7 thoughts on “Things You Should Never Post on Facebook

  1. I think as college students, but especially for business majors, everything you shouldn’t do in an interview, on social media, etc. are all ingrained in our heads since day one; this list provides a little bit more light-heartedness to the subject. I think everyone is guilty of sharing at least a few of the items on the list purely because of the personal nature of the websites. It’s not uncommon for people to share their schedules, thoughts, or complain on social media because it is their primary way or channel of releasing news and updates on their lives. For me, I use social media to keep in touch with friends and network – I am very careful about what I post and who I am friends with. I have heard stories about friends being fired from their jobs, so the reality is, this does happen! Good post!

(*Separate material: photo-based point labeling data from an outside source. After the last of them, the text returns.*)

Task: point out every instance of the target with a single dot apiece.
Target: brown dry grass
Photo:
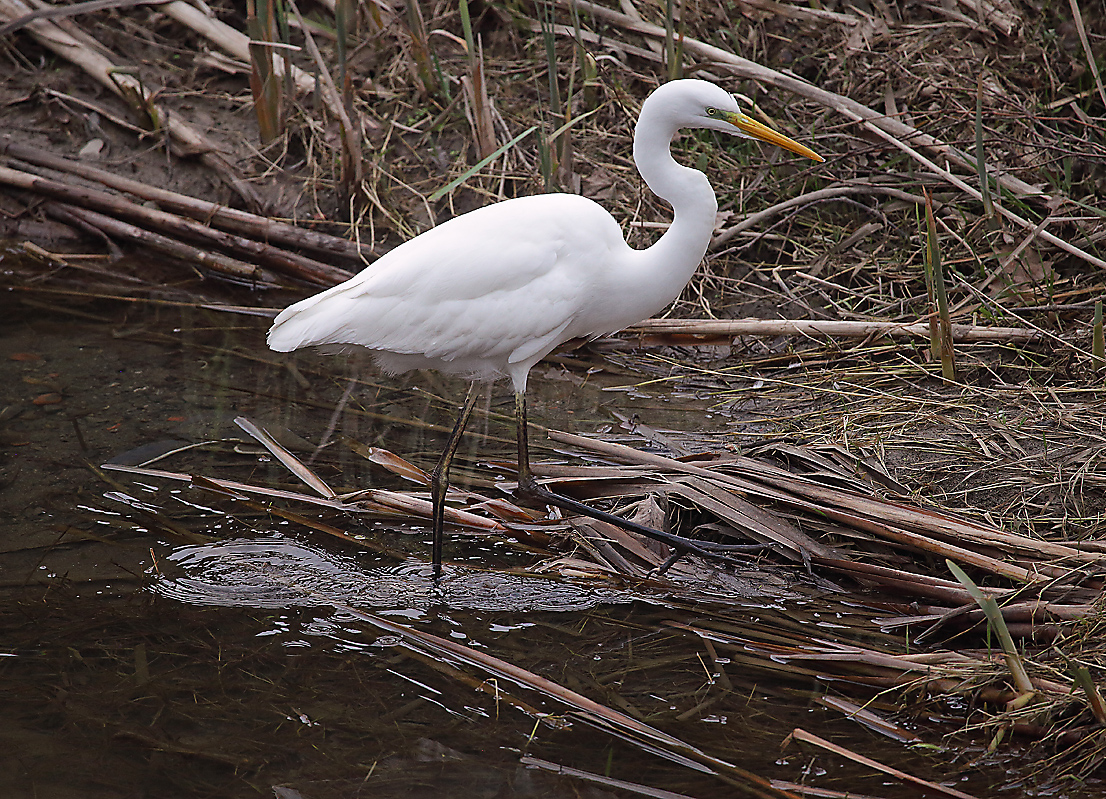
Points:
(1014, 444)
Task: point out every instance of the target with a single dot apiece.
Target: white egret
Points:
(489, 293)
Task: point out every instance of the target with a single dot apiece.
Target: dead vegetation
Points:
(852, 460)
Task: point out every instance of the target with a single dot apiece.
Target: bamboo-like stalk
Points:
(935, 283)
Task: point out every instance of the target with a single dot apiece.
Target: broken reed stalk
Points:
(940, 323)
(214, 214)
(823, 329)
(106, 73)
(995, 622)
(201, 257)
(264, 84)
(353, 168)
(120, 208)
(420, 49)
(1098, 340)
(984, 186)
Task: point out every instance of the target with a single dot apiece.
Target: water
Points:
(160, 641)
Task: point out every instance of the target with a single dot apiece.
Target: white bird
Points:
(491, 292)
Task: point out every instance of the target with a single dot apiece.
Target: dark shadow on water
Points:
(156, 645)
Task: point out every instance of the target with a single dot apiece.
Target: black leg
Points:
(439, 478)
(530, 489)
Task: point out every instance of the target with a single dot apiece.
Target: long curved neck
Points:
(675, 257)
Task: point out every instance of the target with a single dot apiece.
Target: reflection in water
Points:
(279, 572)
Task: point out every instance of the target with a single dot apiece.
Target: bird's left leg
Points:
(529, 488)
(439, 478)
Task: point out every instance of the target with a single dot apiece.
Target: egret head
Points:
(695, 103)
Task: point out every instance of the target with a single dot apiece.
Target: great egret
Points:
(489, 293)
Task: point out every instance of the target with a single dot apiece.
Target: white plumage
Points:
(489, 293)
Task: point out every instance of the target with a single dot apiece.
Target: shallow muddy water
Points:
(160, 641)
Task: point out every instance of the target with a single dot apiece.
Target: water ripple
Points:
(274, 572)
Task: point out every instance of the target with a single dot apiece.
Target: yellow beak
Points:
(751, 127)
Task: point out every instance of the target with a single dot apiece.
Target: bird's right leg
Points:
(439, 477)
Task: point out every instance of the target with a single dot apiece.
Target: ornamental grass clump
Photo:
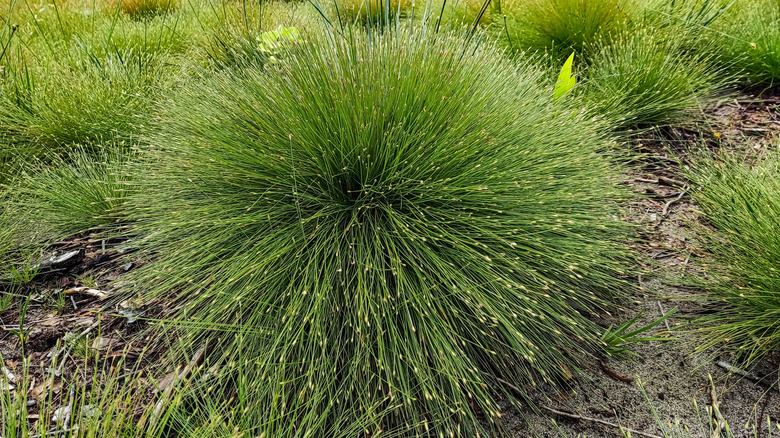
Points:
(748, 40)
(84, 100)
(563, 26)
(742, 204)
(374, 232)
(56, 196)
(644, 79)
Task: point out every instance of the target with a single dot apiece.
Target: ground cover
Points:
(199, 208)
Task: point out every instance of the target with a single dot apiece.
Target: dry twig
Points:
(605, 423)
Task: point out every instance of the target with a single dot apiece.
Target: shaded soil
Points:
(672, 376)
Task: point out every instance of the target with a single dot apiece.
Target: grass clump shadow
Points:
(378, 257)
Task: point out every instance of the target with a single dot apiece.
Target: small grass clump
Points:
(742, 203)
(356, 254)
(749, 41)
(643, 79)
(58, 196)
(373, 11)
(90, 100)
(563, 26)
(147, 8)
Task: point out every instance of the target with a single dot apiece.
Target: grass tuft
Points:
(372, 256)
(742, 203)
(642, 79)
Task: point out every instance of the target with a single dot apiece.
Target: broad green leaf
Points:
(566, 81)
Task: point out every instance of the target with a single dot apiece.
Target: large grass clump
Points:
(742, 203)
(385, 228)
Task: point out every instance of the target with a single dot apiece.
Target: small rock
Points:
(90, 411)
(9, 375)
(61, 414)
(54, 262)
(130, 314)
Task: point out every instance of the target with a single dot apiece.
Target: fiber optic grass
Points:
(106, 401)
(375, 232)
(563, 26)
(742, 204)
(147, 8)
(373, 11)
(55, 197)
(90, 101)
(749, 41)
(643, 79)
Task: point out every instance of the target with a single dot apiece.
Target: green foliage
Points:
(618, 338)
(642, 79)
(748, 40)
(742, 203)
(376, 257)
(563, 26)
(234, 50)
(59, 196)
(75, 193)
(91, 100)
(108, 400)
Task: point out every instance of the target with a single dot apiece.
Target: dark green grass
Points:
(374, 233)
(742, 204)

  2. I like your suggestions about the “About” section on Facebook, as well as the tag approval suggestion. I wish you had posted a few of the tips in the article and commented on them or something, since this would have added value to YOUR article instead of making it seem like you just reviewed the other post. You could have discussed how these suggestions were applicable to other platforms or to a marketer/company’s page.

  3. I think that while a lot of these are common sense, many of these just depend on what kind of life you want to live. To a student striving to be a CEO, yes, you probably should follow this list, but if you clearly have a good grasp on the type of person you want to be and where you want to be, it’s all up to you. Maybe posting party pictures won’t effect you’re job goals or aspirations.

  4. I agree that some of these suggestions are common sense. I agree with Keila about liking the suggestion about the “About” section. I have never thought of that. the tag approval suggestion is something I already have, so I guess I am on the right track!

  5. Some obvious and some thoughtful suggestions in this article. Below the article a commenter mentioned “nothing after 1 glass of alcohol”, another great point. It has been my personal experience and the experience of others; if you strongly want to share your personal thoughts, especially controversial, step away from the computer and come back in an hour. Typically you change your mind. It’s easy to get caught up in the moment.

  6. Facebook is a dangerous game we play when posting about our social lives. Future employers often look through a Facebook profile in order to get an idea about what type of person they are bringing in. I definitely think twice about half the stuff that goes on my Facebook page depending on the content.

  7. I like this article. These are some great points that people SHOULD have the common sense to know. But putting it on paper doesn’t hurt I suppose. I do not understand why people, specifically social media heavy users, will post these things on their profile. And not their personal one…. there BUSINESS one! You are only asking for trouble. The phrase “negative publicity is still publicity,” has to be the dumbest thing I have ever heard. And this article strengthens my point.